Sandro Gozi a été élu à la présidence de l’Union des Fédéralistes Européens, le 23 novembre, à Vienne Photo : UEF, tous droits réservés.

Sandro Gozi, membre fondateur du Parti démocrate italien et ancien secrétaire d’Etat chargé des Affaires européennes, a été élu président de l’Union des Fédéralistes Européens, samedi 23 novembre 2018, lors du Congrès de l’organisation à Vienne. Il partage avec le Taurillon les objectifs de sa présidence et sa vision du débat sur la construction européenne, à quelques mois des élections.
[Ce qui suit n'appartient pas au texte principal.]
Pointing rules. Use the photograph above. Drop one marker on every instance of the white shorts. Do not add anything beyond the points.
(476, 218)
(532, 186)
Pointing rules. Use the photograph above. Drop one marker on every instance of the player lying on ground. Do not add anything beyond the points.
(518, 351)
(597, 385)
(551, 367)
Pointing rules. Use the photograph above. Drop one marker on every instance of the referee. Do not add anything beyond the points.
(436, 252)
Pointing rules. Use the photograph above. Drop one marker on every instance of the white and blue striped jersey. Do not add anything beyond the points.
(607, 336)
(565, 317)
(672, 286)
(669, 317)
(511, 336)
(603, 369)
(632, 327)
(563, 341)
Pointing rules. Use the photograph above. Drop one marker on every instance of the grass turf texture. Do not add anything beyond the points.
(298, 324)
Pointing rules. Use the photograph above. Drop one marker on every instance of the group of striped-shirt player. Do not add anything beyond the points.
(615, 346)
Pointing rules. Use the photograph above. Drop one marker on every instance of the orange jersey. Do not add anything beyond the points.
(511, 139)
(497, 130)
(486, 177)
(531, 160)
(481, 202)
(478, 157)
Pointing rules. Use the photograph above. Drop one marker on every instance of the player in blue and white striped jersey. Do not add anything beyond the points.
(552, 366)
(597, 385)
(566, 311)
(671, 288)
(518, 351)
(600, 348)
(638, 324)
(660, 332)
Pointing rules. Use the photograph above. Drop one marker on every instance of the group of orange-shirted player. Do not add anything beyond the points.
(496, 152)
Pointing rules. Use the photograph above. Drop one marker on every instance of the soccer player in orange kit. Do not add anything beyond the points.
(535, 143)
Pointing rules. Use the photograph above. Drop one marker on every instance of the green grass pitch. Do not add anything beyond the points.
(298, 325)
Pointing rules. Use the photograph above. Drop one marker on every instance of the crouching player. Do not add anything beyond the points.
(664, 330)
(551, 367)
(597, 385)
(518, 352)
Le Taurillon / Laura Mercier : Quelles sont les priorités de votre présidence de l’Union des Fédéralistes Européens ?

Sandro Gozi : L’objectif est évidemment de remettre au centre du débat le choix de l’Europe souveraine. Pour moi, l’Europe fédérale signifie une Europe souveraine. Il s’agit donc de remettre au cœur des discussions et échanges, les moyens démocratiques pour reprendre le contrôle sur les grandes questions de notre société : les migrations, la lutte contre le changement climatique, la lutte contre le terrorisme, la défense et la sécurité, mais aussi la gouvernance de nos biens communs autour de questions sur la finance globale et le numérique. Une Europe souveraine signifie un lien démocratique dans lequel on doit reprendre le contrôle pour le bien commun sur ces sujets. Ceci doit être au cœur de l’action et des visions de l’Union des Fédéralistes européens.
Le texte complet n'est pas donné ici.